The kernel's FreeSync support comes with a few asterisks. Games running on the Vulkan API aren't yet supported. Mesa won't let desktop compositors, web browsers or media players enable the feature, and it has to be configured without a graphical user interface (GUI).
Still, this is a start, and Linux 5.0 users interested in enabling FreeSync should check out Phoronix's guide to doing so. The setup requires all the appropriate hardware--a FreeSync compatible monitor and graphics card--as well as an assortment of drivers.
Linux 5.0 also includes Spectre mitigations that are supposed to defend against the popular side-channel attack without incurring serious performance hits. A previous kernel release (4.20) incurred up to a 50 percent performance penalty on some Intel processors.
Phoronix tested the new kernel's performance and found the penalty varies by CPU. It saw a 13 percent hit on an Intel Core i9-7980XE, a 14 percent hit on an AMD Ryzen 7 2700X and a 17 percent hit on an Intel Core i7-8086K, based on the geometric mean of all tests.
Those numbers are unlikely to make people happy. Anyone who buys a CPU won't be pleased to find out securing it results in a double-digit performance drop.

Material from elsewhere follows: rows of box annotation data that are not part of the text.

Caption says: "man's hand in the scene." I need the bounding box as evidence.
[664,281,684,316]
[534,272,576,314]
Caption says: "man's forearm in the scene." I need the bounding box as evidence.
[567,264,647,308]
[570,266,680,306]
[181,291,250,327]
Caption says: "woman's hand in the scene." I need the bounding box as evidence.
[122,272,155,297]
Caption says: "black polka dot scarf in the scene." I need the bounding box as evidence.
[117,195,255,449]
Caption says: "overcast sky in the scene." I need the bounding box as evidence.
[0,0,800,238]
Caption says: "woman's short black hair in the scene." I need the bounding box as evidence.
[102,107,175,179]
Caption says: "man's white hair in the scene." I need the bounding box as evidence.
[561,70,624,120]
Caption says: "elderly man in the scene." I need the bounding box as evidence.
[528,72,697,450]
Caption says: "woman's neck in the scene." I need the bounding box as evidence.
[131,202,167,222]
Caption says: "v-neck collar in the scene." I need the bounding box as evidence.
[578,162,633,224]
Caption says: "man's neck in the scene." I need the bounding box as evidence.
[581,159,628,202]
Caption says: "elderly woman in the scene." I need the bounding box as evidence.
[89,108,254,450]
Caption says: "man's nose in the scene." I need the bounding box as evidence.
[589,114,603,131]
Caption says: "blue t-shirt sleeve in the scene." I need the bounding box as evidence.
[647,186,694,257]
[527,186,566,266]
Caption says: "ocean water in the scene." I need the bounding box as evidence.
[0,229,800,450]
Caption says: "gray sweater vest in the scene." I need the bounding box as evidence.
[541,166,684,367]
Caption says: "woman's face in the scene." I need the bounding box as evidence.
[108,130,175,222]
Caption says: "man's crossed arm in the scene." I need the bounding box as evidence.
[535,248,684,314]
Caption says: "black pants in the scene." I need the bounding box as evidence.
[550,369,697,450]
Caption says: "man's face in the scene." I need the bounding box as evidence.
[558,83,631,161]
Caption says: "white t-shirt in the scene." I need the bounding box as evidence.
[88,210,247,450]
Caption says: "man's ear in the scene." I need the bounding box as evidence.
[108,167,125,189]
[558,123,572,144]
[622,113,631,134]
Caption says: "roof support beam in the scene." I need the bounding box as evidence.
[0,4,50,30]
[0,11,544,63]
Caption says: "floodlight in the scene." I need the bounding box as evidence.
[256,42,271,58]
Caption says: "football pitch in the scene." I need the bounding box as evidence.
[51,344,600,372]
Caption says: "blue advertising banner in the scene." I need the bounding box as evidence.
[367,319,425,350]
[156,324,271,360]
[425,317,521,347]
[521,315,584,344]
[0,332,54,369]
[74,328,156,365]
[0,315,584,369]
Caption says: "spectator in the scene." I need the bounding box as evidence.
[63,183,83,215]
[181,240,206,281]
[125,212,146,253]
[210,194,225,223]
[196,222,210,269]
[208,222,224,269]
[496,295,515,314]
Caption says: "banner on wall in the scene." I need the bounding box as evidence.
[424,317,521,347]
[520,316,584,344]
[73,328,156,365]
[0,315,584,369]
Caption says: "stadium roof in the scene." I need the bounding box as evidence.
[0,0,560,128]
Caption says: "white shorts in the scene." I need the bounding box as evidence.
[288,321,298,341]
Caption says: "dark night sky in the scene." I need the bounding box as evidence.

Still, a 17 percent performance decline is better than a 50 percent one.
There are many other features in the Linux 5.0 release. But Linus Torvalds, principal developer of the Linux kernel, noted that this isn't why it's a full point release.
"The overall changes for all of the 5.0 release are much bigger," he said in a message about the release. "But I'd like to point out (yet again) that we don't do feature-based releases and that '5.0' doesn't mean anything more than that the 4.x numbers started getting big enough that I ran out of fingers and toes."